As U.S. government bonds strengthened, the yield on the 10-year Treasury note fell for the third straight session, slipping to 2.135% from 2.146% Friday. Signs that inflation has softened have pushed down bond yields in recent weeks.

Bank shares rose after Italian authorities said Sunday they were prepared to spend as much as EUR17 billion ($19.03 billion) as part of the shutdown of two regional banks.

The KBW Nasdaq Bank index of large U.S. commercial lenders rose 0.7% and the Stoxx Europe 600 banks subindex gained 0.9%. The Stoxx Europe 600 rose 0.4%.

Italian banks have been a concern for years, weighed down by bad loans, low profitability and insufficient capital. Their troubles have cast a shadow over the wider European banking system, which accounts for a large chunk of regional equity benchmarks.
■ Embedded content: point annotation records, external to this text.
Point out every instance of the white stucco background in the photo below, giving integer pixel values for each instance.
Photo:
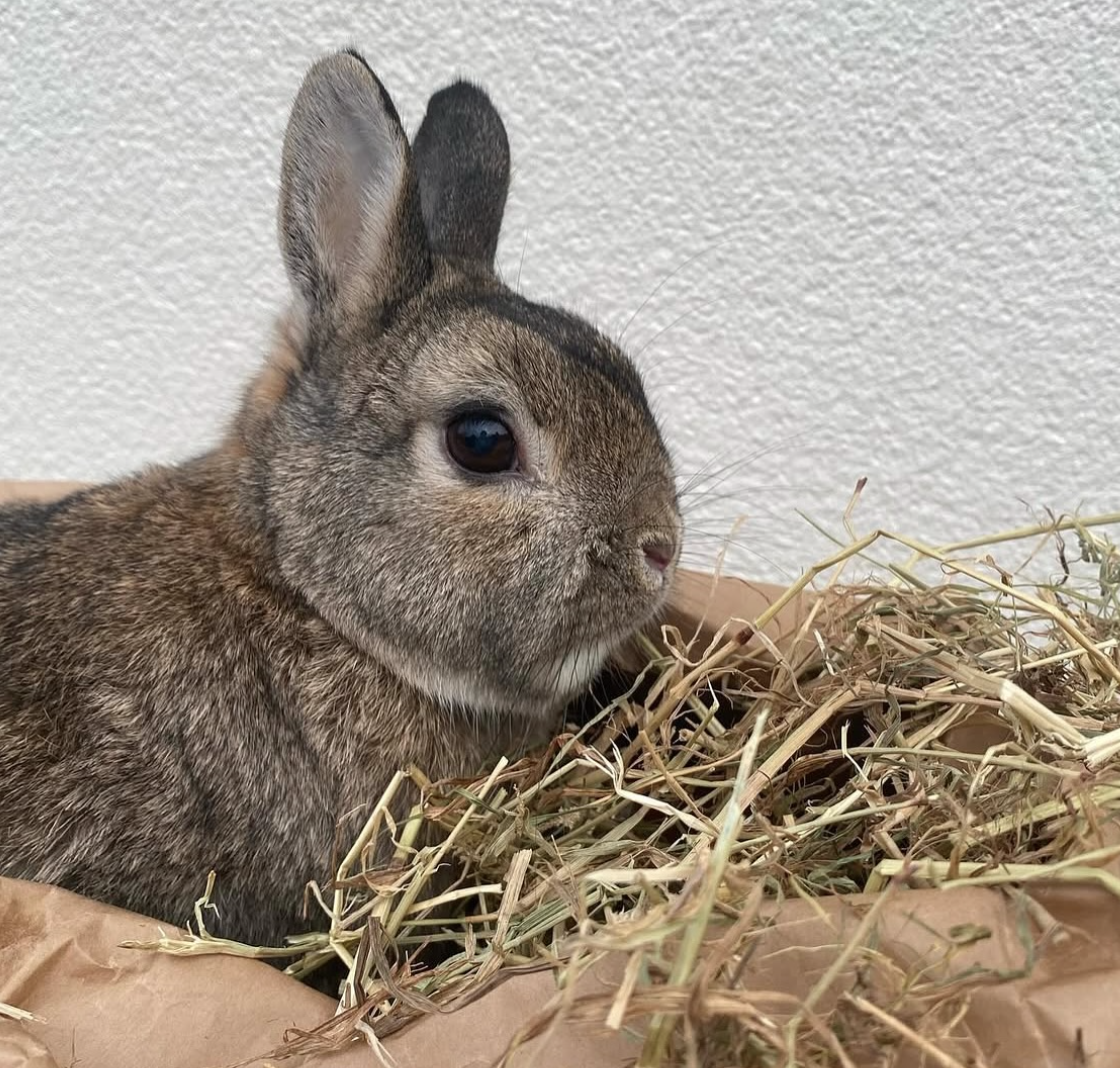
(867, 239)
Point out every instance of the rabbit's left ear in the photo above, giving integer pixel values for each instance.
(463, 162)
(351, 227)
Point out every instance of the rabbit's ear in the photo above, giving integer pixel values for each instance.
(463, 161)
(351, 227)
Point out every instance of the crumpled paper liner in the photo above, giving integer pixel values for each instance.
(103, 1006)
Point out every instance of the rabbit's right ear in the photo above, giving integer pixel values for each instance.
(463, 161)
(351, 226)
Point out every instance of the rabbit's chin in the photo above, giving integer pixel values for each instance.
(549, 687)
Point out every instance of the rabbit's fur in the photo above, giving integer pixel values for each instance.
(210, 665)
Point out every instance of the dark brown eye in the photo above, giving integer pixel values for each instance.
(482, 443)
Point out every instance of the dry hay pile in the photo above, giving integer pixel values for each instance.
(737, 774)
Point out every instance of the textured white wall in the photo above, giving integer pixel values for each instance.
(895, 230)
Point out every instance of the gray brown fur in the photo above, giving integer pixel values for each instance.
(210, 665)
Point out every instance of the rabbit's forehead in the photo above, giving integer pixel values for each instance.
(558, 368)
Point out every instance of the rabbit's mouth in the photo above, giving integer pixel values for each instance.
(574, 671)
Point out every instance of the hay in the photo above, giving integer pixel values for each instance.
(735, 775)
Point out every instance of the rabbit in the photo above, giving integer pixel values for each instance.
(437, 513)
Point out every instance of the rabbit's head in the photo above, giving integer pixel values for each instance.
(467, 485)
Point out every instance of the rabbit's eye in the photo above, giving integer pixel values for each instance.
(482, 443)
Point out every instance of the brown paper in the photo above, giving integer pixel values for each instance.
(103, 1006)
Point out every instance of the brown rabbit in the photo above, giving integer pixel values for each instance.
(438, 512)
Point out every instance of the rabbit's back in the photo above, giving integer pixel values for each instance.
(166, 710)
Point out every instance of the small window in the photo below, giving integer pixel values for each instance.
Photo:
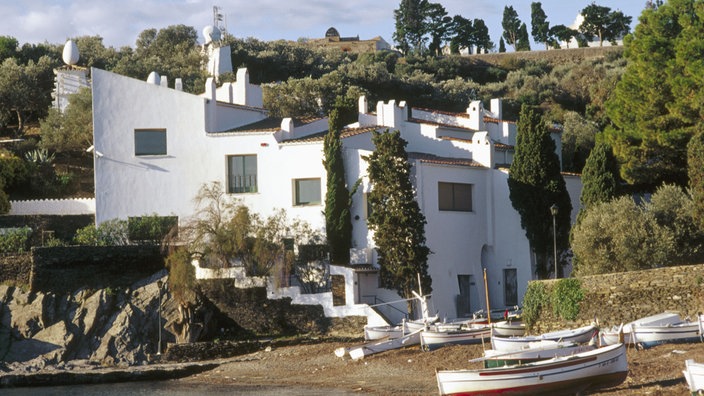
(307, 192)
(149, 142)
(455, 196)
(510, 286)
(241, 174)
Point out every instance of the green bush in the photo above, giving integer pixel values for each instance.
(150, 229)
(15, 240)
(565, 298)
(533, 301)
(110, 233)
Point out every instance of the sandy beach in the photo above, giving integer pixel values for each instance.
(410, 371)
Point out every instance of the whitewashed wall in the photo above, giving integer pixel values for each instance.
(76, 206)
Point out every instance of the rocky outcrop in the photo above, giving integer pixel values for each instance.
(108, 327)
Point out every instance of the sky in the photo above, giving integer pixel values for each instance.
(119, 22)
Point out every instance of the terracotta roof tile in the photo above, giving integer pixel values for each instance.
(430, 122)
(319, 136)
(434, 159)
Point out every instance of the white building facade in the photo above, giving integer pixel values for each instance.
(155, 147)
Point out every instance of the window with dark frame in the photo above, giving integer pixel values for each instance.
(149, 142)
(510, 287)
(241, 174)
(306, 192)
(455, 197)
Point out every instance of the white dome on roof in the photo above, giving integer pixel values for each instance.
(211, 33)
(154, 78)
(70, 54)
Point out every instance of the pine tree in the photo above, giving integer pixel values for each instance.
(338, 222)
(659, 100)
(535, 184)
(511, 25)
(396, 219)
(540, 27)
(523, 43)
(600, 180)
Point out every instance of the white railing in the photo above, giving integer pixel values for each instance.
(71, 206)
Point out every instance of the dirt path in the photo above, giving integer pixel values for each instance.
(410, 371)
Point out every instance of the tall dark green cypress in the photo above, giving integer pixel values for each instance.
(600, 177)
(535, 184)
(396, 219)
(338, 222)
(695, 169)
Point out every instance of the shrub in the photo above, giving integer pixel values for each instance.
(533, 302)
(110, 233)
(150, 229)
(565, 298)
(15, 240)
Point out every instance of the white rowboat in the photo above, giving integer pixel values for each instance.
(579, 336)
(600, 368)
(431, 339)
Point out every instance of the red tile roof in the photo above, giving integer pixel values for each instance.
(436, 160)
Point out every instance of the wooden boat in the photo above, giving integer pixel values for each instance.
(694, 375)
(508, 328)
(371, 348)
(645, 334)
(600, 368)
(533, 352)
(435, 337)
(579, 336)
(610, 337)
(373, 333)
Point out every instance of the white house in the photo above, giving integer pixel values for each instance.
(156, 146)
"It is a very significant step," said Isabelle Mateos y Lago, chief multiasset strategist at BlackRock.

"If finally the issue of [bad loans in] the Italian banking system and overcapacity in some of the regional banks is being addressed, it is a very positive signal," she added.

Shares in Intesa Sanpaolo, which is set to buy the best assets of two troubled Italian lenders for a token fee, rose 3.5% in European trading. Shares in Italy's largest lender, UniCredit, gained 2.2%.

Elsewhere in Europe, food and beverage shares rallied following news that billionaire activist investor Daniel Loeb's Third Point hedge fund had taken a $3.5 billion stake in Nestlé. Shares in Nestlé added 4.3%.

In Asia, the Shanghai Composite Index rose 0.9%, with Chinese stocks continuing to perform strongly following MSCI's decision to add them to its indexes. Gains there also helped boost Hong Kong equities on Monday. The Hang Seng Index rose 0.8%.

In Japan, the Nikkei Stock Average rose 0.1%, with financial stocks weighing on the broader index. Signs that interest rates will remain low continue to weigh on Japanese financials, said Hisao Matsuura, chief strategist for equities at Nomura Japan.